We’re modeling the proposed MAX night bus network after the existing Line 291-Orange night bus. Line 291 was established in 2015 to provide more service from Downtown Portland to Milwaukie while at the same time giving crews a window to perform work on MAX tracks.

Similar to Line 291, the night buses would replace trips after midnight on the MAX Blue, Red and Yellow lines. For the Blue Line, its shuttle buses would be split between two separate segments due to its length — a Blue Line East, between Cleveland Ave in Gresham and Goose Hollow, and Blue Line West, between Hatfield Government Center in Hillsboro and the Rose Quarter Transit Center. This will help buses stay on schedule and give operators more opportunities for breaks. A MAX Green Line night bus is not needed because the Green Line already has a nearly five-hour overnight work window. Additionally, service between Milwaukie and Downtown Portland would be added to the Line 291-Orange Night Bus, which currently offers only southbound service to Milwaukie.

Skidmore Fountain: streamlining service

The best transit system designs strike the right balance between speed and convenience in order to maximize ridership and serve the community. With this in mind, TriMet has examined ways to speed up service, including the removal of some MAX stations in Downtown Portland.
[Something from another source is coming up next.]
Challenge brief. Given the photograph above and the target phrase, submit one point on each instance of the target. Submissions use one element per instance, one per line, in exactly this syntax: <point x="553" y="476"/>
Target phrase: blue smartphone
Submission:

In 2019, TriMet conducted a station optimization study to determine whether the closure of four downtown stations could improve efficiency and retain convenience. TriMet identified the Kings Hill/SW Salmon, Mall/SW 4th Ave, Mall/SW 5th Ave and Skidmore Fountain MAX stations as the best candidates for consolidation. While the other stations have already closed, Skidmore Fountain, which is only two blocks from the Old Town/Chinatown MAX Station—or 500 feet—underwent a multi-year review. TriMet is moving to close the station in fall 2025 as it has not met the two conditions identified to remain open: 1) ridership did not increase at the station and 2) development in the area did not occur. In addition to the Old Town/Chinatown Station being just two blocks away, the Oak/SW 1st Ave Station is also close by, just four blocks to the south.

Evaluations following the closures of the Mall and Kings Hill/SW Salmon stations found time savings of two minutes, which we hope to further improve with Skidmore’s closure.